CMA issues guidance to companies and warning that it is getting tough on "greenwashing"
CMA issues guidance to companies and warning that it is getting tough on “greenwashing”
In June we released an update regarding the UK's competition and consumer law regulator, the Competition & Markets Authority (CMA), issuing draft consumer protection law guidance following its investigation into misleading environmental claims, a process known as "greenwashing".
On 20 September 2021 the CMA published its final guidance for those making environmental claims with the purpose of helping businesses understand and comply with their existing obligations under consumer protection law in order to avoid greenwashing.

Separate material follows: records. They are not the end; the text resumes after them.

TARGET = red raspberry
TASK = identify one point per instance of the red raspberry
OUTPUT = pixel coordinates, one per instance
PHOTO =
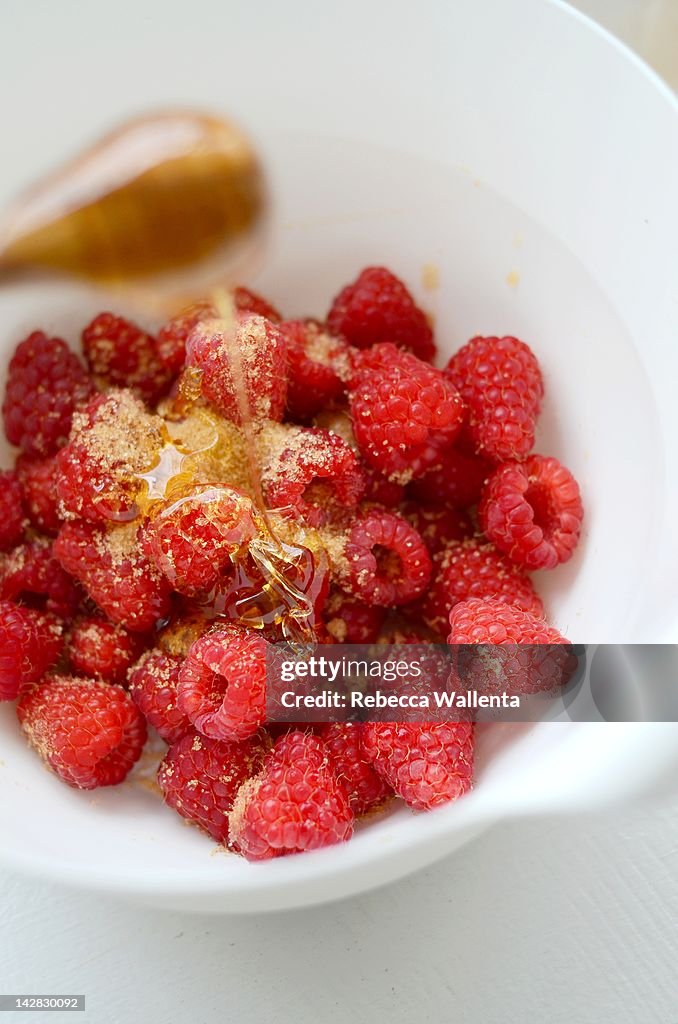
(11, 511)
(32, 574)
(533, 511)
(490, 621)
(426, 765)
(437, 526)
(178, 637)
(119, 353)
(349, 620)
(316, 364)
(388, 563)
(153, 683)
(380, 489)
(100, 649)
(294, 804)
(378, 307)
(45, 384)
(38, 479)
(313, 472)
(222, 684)
(528, 656)
(474, 569)
(171, 343)
(193, 539)
(500, 381)
(200, 778)
(398, 630)
(116, 574)
(172, 337)
(457, 480)
(113, 441)
(30, 643)
(364, 787)
(263, 364)
(405, 412)
(88, 732)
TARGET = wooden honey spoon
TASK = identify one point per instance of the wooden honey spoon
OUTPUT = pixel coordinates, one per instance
(163, 208)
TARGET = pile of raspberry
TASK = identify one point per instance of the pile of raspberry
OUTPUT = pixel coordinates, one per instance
(407, 500)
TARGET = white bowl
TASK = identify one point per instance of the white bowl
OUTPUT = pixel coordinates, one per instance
(532, 161)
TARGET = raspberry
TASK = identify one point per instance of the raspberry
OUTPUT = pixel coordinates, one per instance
(426, 765)
(436, 525)
(388, 561)
(294, 804)
(113, 441)
(45, 384)
(473, 569)
(30, 643)
(115, 573)
(32, 574)
(398, 630)
(120, 353)
(364, 787)
(533, 511)
(314, 473)
(88, 732)
(171, 343)
(380, 489)
(491, 621)
(38, 479)
(349, 620)
(101, 650)
(200, 778)
(260, 346)
(153, 684)
(378, 307)
(457, 480)
(222, 684)
(11, 511)
(527, 655)
(501, 383)
(178, 637)
(314, 358)
(405, 412)
(192, 540)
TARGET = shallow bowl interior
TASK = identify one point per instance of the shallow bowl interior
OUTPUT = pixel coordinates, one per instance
(498, 169)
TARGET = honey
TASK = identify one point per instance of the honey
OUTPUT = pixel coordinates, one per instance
(162, 210)
(165, 207)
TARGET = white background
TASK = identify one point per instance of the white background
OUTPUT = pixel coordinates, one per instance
(565, 922)
(559, 921)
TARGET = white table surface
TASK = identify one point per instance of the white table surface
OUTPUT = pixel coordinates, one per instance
(568, 922)
(565, 922)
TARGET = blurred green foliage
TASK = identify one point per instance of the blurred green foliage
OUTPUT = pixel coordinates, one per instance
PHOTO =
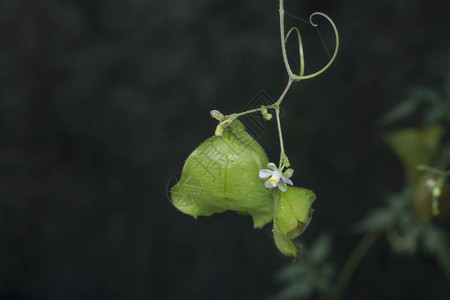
(407, 219)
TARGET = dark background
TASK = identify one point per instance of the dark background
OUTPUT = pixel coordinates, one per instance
(102, 101)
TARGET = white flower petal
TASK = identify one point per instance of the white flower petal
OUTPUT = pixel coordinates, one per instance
(264, 173)
(269, 185)
(282, 186)
(276, 175)
(272, 167)
(287, 180)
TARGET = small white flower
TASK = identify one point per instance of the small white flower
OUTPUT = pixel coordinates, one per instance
(274, 175)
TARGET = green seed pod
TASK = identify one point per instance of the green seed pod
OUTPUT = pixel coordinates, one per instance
(217, 115)
(267, 116)
(219, 130)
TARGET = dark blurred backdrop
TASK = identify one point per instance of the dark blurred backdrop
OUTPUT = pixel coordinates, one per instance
(102, 101)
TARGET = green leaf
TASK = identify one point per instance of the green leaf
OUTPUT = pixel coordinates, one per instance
(222, 174)
(294, 211)
(415, 147)
(284, 244)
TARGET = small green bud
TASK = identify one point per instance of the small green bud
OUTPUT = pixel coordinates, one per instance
(219, 130)
(288, 173)
(217, 115)
(267, 116)
(437, 191)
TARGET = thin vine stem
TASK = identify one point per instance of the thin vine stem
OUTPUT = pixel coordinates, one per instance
(292, 77)
(280, 134)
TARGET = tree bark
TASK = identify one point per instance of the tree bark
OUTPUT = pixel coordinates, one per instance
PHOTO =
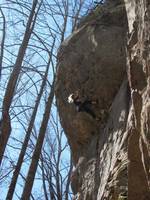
(5, 125)
(28, 132)
(36, 154)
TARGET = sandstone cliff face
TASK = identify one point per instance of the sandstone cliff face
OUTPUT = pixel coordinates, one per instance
(108, 59)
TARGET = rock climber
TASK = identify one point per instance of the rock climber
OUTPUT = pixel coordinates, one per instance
(84, 105)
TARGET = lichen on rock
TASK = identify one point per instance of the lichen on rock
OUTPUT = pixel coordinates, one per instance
(94, 61)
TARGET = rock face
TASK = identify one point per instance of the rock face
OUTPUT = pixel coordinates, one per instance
(107, 59)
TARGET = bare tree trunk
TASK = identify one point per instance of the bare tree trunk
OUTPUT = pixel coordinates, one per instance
(43, 179)
(2, 42)
(36, 154)
(28, 133)
(5, 125)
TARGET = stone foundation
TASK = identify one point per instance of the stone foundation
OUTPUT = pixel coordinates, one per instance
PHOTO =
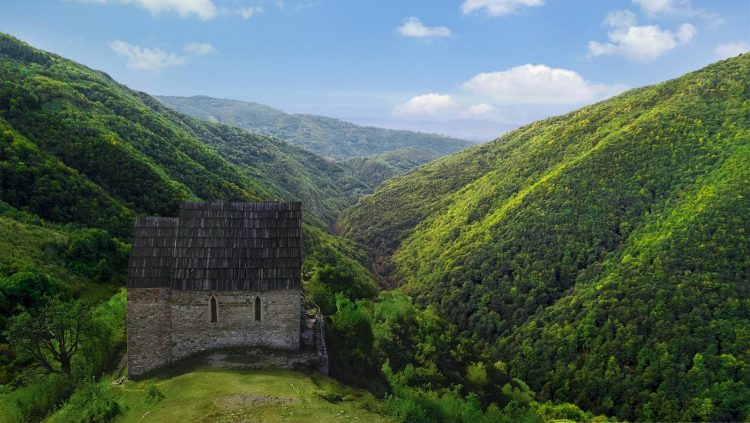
(165, 325)
(149, 330)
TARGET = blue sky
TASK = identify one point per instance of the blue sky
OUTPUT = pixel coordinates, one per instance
(470, 68)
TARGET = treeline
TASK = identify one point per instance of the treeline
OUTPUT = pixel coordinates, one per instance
(603, 254)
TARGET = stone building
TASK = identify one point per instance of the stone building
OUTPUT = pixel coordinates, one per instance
(219, 275)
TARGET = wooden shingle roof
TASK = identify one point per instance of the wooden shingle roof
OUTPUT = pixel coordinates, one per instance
(220, 246)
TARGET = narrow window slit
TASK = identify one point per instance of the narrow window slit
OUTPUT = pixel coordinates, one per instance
(214, 309)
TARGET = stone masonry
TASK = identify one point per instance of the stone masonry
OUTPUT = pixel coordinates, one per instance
(194, 282)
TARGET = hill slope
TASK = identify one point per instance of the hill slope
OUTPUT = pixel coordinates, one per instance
(603, 253)
(324, 136)
(82, 136)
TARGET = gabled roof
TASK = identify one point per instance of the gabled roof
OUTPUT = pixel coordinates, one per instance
(220, 246)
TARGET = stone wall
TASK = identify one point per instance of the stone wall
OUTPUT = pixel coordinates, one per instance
(193, 331)
(149, 323)
(166, 325)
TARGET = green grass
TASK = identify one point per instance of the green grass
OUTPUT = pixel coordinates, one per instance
(264, 395)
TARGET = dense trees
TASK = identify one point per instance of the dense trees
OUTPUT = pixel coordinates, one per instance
(598, 252)
(51, 334)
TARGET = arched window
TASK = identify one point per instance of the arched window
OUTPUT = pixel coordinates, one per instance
(214, 306)
(257, 309)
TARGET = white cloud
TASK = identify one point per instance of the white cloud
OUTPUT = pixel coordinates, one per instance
(413, 27)
(727, 50)
(538, 84)
(498, 7)
(653, 8)
(154, 59)
(430, 105)
(621, 18)
(199, 49)
(639, 43)
(203, 9)
(146, 58)
(247, 12)
(480, 110)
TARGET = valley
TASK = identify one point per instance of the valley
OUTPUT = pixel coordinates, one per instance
(587, 267)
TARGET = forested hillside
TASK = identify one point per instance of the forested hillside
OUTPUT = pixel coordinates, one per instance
(603, 254)
(324, 136)
(81, 156)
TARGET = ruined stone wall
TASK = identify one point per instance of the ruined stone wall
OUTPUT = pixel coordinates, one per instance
(149, 323)
(193, 331)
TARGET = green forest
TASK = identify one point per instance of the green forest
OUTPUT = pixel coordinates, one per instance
(82, 155)
(321, 135)
(604, 254)
(587, 267)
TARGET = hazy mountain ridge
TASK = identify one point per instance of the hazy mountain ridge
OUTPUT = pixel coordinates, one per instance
(603, 253)
(321, 135)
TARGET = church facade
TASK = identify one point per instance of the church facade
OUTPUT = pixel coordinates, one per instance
(219, 275)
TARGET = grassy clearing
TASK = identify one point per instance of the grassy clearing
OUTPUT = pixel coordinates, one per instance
(233, 396)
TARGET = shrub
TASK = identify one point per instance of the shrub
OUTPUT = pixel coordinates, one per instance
(91, 402)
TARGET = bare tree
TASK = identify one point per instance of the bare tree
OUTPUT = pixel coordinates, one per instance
(51, 334)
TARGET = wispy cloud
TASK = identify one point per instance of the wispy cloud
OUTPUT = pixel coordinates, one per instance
(727, 50)
(155, 59)
(653, 8)
(199, 49)
(413, 27)
(489, 94)
(639, 43)
(202, 9)
(498, 7)
(427, 105)
(538, 84)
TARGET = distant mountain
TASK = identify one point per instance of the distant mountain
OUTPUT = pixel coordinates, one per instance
(476, 130)
(324, 136)
(96, 153)
(604, 255)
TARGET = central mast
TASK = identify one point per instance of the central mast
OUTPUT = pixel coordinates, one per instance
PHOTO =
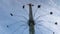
(31, 20)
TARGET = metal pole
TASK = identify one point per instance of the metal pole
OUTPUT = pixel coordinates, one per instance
(31, 21)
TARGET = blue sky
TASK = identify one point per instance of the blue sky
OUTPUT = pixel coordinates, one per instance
(46, 26)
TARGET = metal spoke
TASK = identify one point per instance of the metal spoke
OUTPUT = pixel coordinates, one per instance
(19, 28)
(15, 23)
(44, 26)
(19, 16)
(35, 12)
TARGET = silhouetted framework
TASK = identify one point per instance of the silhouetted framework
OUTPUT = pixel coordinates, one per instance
(31, 20)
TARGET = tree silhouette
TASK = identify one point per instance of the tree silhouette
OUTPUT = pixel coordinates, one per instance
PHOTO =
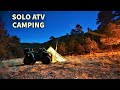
(104, 17)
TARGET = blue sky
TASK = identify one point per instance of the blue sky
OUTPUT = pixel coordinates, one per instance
(57, 23)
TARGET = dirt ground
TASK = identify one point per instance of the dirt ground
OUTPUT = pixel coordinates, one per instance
(94, 66)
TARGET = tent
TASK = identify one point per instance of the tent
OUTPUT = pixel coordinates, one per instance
(56, 57)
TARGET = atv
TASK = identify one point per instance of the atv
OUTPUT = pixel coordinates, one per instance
(41, 55)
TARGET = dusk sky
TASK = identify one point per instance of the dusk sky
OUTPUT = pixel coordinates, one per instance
(57, 23)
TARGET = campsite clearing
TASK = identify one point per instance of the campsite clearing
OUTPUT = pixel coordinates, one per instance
(94, 66)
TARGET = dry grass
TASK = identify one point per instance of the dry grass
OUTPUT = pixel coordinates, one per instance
(94, 66)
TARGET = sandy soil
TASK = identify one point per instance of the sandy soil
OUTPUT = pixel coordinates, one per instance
(94, 66)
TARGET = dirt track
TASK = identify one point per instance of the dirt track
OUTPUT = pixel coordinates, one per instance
(95, 66)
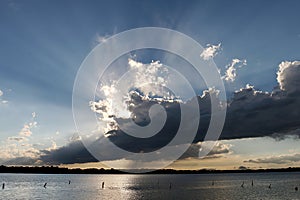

The guidance is largely focused around and enshrines the six core principles previously set out in the draft guidance:
Claims must be truthful and accurate
Claims must be clear and unambiguous
Claims must not omit or hide important information
Comparisons must be fair and meaningful
Claims must consider the full life cycle of the product or service
Claims must be substantiated
The CMA believes that following the six principles will help businesses understand how to communicate their green credentials while reducing the risk of misleading consumers and has provided several case studies to demonstrate this.
Fundamentally, the finalised guidance applies to all commercial practices, which can include various dimensions of a trader's behaviour, including but not limited to how it markets its products, services, processes or brand. The CMA has emphasised that the guidance will also apply in situations where claims are made by a manufacturer, wholesaler or distributor who does not have direct contact with a consumer. The guidance further extends, albeit in a more limited scope, to businesses marketing to other businesses.
Alongside the guidance, the CMA has published a Green Claims Code on its microsite where businesses can check the compliance of their green claims.
In January 2022 the CMA will begin a review of misleading green claims, both on and offline, meaning that businesses have until the New Year to ensure that their environmental claims comply with the law. In addition to ensuring the veracity of the green claims by companies, the CMA also reminds those making green claims to ensure that they meet their own sector specific requirements. Notably, if non-compliance is found the CMA has the power to take enforcement action where appropriate, even before the formal review begins.
It is understood that the CMA will prioritise which sectors to review in the coming months. Although these sectors have not yet been confirmed, it has been suggested that industries where consumers appear most concerned about misleading claims, namely textiles and fashion, travel and transport, and fast-moving consumer goods (food and beverages, beauty products and cleaning products) will be the first to be assessed. However, any sector where the CMA finds significant concerns could ultimately become a priority.